First of all, I should mention that I generally ignore the stage directions and set drawings that are found in published scripts. The latter were for a specific production in a specific theatre that is generally unlike mine. The former are taken from a stage manager’s prompt book, again for a specific production with a different director. When I read a play, I see the stage and setting in a very generalized way: where the entrances and exits are, what furniture is needed, and so on. I will await the specifics of structure and set dressing for the scenic designer to suggest.
Of course, See How They Run is a farce, and as a result, much of the blocking that appears in the script will need to be followed, so I have just contradicted myself. I also did look at the set drawing in the published script while preparing my director’s initial groundplan (so I don’t miss anything truly important) and found, as I often do, that my idea for the locations of the front entrance and the exit into the rest of the house were exactly reversed from that drawing. Again, I have to work in my space, and that designer’s idea won’t work.

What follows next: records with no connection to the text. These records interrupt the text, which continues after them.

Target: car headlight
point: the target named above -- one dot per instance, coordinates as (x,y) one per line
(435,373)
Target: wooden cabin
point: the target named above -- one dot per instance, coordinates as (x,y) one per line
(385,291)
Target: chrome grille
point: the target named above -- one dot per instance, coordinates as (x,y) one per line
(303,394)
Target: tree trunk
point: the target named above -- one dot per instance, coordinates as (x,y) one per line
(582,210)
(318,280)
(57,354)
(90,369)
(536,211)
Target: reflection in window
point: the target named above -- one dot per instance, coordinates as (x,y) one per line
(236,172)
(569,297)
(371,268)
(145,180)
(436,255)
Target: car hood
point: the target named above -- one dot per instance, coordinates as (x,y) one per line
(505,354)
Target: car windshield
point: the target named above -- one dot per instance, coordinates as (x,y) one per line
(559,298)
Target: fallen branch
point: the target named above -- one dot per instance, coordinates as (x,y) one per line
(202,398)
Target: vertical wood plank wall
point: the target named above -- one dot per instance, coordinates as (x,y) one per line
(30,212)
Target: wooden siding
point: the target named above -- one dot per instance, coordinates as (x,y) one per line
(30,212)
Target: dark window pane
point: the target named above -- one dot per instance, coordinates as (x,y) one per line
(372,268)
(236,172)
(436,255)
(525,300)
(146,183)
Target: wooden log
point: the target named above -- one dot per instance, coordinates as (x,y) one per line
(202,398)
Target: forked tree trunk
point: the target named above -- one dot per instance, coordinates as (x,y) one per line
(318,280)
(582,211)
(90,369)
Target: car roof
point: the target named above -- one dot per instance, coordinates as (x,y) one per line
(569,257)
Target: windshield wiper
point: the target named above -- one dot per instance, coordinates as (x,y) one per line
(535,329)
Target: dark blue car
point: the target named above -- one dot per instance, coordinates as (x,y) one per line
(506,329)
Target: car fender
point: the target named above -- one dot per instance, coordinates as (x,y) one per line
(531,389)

After some initial sketching, I came up with the drawing below, which I will send to my set designer. I expect it will undergo some changes—my drawing is not to scale in the least!—but does present some ideas of where I would like things to be. And, while I often attempt to do things differently than I have in the past, I did let some elements of my set for What the Butler Saw (a show from early in my professorial career) creep in as an homage. It’s not really plagiarism if you steal from yourself, right?